Bobby prepared himself for almost anything. But somehow he isn't prepared for this, the image that hangs in front of his eyes as he stares at the newspaper gutted on the kitchen table: Sam dancing with an angel in his living room to an old cassette of Christmas carols playing on the stereo he bought off Rufus for ten bucks maybe twenty years ago, his adopted son and a celestial being shuffling back and forth with their hands laced and their heads close together. It's too intimate somehow, more so than any of the things he'd steeled himself to walk in on. It feels like an intensely private moment, and Bobby doesn't want to intrude any more than he already has—but he's not sure where that leaves him, stranded in the kitchen, wary of going back outside in case they hear the door. He stops and starts across the linoleum twice and then puts the groceries away one item at a time, very slowly, so the bags don't crinkle too much.

Bobby doesn't want to get in the middle of whatever they're doing—or sideways of it, or backward, or any other direction. But somehow he can't stop himself from glancing over his shoulder once or twice at the doorway into the living room, as he peels the plastic bags carefully away from each can of diced tomatoes and black beans. He can't see them from his angle, but it doesn't matter, because their image is still banging around in his head, fortified by the distant music and the muted flares of soft laughter he can somehow hear all the way from the other room.

It's the way Sam looks that strikes Bobby the most. He never expected to find Sam dancing in the first place, but on the off chance that he had Bobby thinks he would have expected nervousness, stiff knees, some uncertainty in that boy who still seems all of twelve years old to him sometimes, when his gangly limbs aren't getting along with his brain. But that isn't how Sam looks. He looks confident, carried away. He's in love, and Bobby knows that look well enough. It's a good look on Sam, he decides. A hell of a lot better than some he's seen.
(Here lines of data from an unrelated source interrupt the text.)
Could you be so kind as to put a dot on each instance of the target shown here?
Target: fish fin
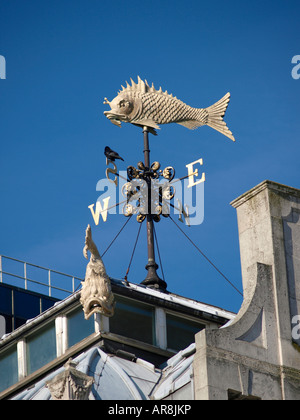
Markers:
(215, 116)
(148, 123)
(191, 124)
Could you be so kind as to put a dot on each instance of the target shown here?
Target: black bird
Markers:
(111, 155)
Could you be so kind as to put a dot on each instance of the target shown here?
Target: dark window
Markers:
(79, 327)
(8, 368)
(133, 320)
(181, 332)
(5, 300)
(26, 305)
(41, 348)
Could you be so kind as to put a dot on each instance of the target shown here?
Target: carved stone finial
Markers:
(71, 384)
(96, 294)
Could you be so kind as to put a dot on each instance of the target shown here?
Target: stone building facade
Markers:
(257, 356)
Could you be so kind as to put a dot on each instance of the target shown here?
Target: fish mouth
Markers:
(115, 118)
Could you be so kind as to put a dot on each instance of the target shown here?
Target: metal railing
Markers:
(18, 274)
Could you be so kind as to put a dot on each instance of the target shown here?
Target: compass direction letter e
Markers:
(99, 210)
(194, 172)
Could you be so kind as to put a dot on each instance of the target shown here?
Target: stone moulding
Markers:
(96, 295)
(71, 384)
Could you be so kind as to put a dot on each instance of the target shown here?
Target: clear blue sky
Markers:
(64, 56)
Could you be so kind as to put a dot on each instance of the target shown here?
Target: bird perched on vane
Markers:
(111, 155)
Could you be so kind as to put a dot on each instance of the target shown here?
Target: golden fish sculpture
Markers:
(143, 105)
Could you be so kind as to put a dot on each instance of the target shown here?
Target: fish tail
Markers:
(215, 116)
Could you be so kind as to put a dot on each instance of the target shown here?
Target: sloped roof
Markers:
(115, 378)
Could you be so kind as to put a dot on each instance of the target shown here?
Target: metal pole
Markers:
(1, 275)
(152, 280)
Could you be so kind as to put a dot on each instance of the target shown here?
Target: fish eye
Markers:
(122, 103)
He waits it out in the kitchen until the unmistakable sound of Jingle Bell Rock is broken by a scratchy recording of Dean's young voice screeching out jingle bells, Batman smells, a prank the older Dean would probably still find funny. Bobby waits a second or two to give them time to break apart before he steps into the living room. Sam is fiddling with the boom box, trying to find the stop button, and Castiel looks waylaid and half lost in the center of the floor, one foot cocked as if ready to step back into the dance. Sam turns to Bobby and pushes his bangs out of his face, giddy and embarrassed and sporting a little red in his cheeks as he laughs and gives a grimace instead of a smile.

"Hey, Bobby. Sorry. I forgot Dean mutilated this tape a million years ago…did you just get back from the store?"

Bobby wonders if either of them realizes their hands are still entwined.